Tuesday, September 7, 2010

let there be light

It's hard to see the bigger picture inside a violent disruption of the status quo, but it's still entertaining to watch newspapers discover the concept of audience feedback, as the New York Times did on Monday:
In most businesses, not knowing how well a particular product is performing would be almost unthinkable. But newspapers have always been a peculiar business, one that has stubbornly, proudly clung to a sense that focusing too much on the bottom line can lead nowhere good.
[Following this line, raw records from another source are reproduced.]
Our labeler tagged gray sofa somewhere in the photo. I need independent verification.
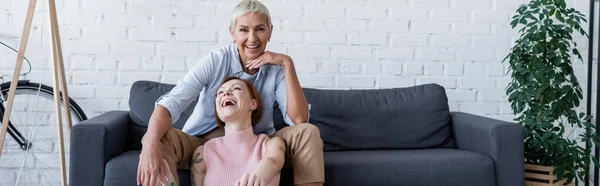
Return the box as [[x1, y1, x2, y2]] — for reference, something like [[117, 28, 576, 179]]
[[69, 81, 524, 186]]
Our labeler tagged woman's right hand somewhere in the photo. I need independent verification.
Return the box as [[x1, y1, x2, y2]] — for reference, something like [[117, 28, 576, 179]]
[[137, 142, 168, 186]]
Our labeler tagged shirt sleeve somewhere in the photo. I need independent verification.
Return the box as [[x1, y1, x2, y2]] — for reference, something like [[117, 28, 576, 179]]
[[275, 68, 310, 126], [155, 54, 215, 124]]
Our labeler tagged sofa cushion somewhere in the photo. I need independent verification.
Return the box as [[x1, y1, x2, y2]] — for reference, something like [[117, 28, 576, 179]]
[[104, 150, 191, 185], [324, 149, 495, 186], [300, 84, 454, 151], [129, 81, 196, 130], [127, 80, 196, 149]]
Now, because of technology that can pinpoint what people online are viewing and commenting on, how much time they spend with an article and even how much money an article makes in advertising revenue, newspapers can make more scientific decisions about allocating their ever scarcer resources.
Throughout the Times piece, the ability to track a published article's popularity and audience is couched in careful terms stressing it's benefits, instead of being seen as an unqualified technological advance. Hewing too closely to audience feedback is pooh-poohed as some sort of degenerate rabble-rousing:
The New York Times does not use Web metrics to determine how articles are presented, but it does use them to make strategic decisions about its online report, said Bill Keller, the executive editor. “We don’t let metrics dictate our assignments and play,” he said, “because we believe readers come to us for our judgment, not the judgment of the crowd. We’re not ‘American Idol.’ ”
Instead of being a flawed (or, if not flawed, at the very least limited) business model, the era when newspapers didn't know (or care?) what interested their readers is held up as some sort of halcyon ideal:
Looking to the public for insight on how to cover a topic is never comfortable for newsrooms, which have the deeply held belief that readers come to a newspaper not only for its information but also for its editorial judgment.
A couple items for your brilliant editorial judgement scrapbook, Times:


(And what the hell, let's obey the rule of threes.)

Thank goodness the Wall Street Journal's Alan Murray has the right question:
How can you say you don’t care what your customers think?
How, indeed? It's something Michael Roderick over at One Producer in the City noted well:
If you haven't ever asked your customers to give you feedback, it's like trying to catch fish with your [b]are hands.
Working in theater, audience feedback isn't an abstraction or some violation of principle, it's our very lifeblood. Some generic newspaper's principled stand against knowing what their readers think when  technology makes it possible is incomprehensible, and baldly suicidal.

But this obligation works both ways.

While there are raw numbers of site traffic and counting clicks, the article tracks more advanced news organizations that rely more and more on readers to answer surveys filling out their demographic picture. I'm one of those annoying minorities who refuse to answer questions about my race -- now that content providers pointedly ask for this information, is my tetchy obstinacy contributing in some part to unrepresentative media? Much as I resent it, media companies wouldn't even be asking the color of my skin ten or twenty years ago.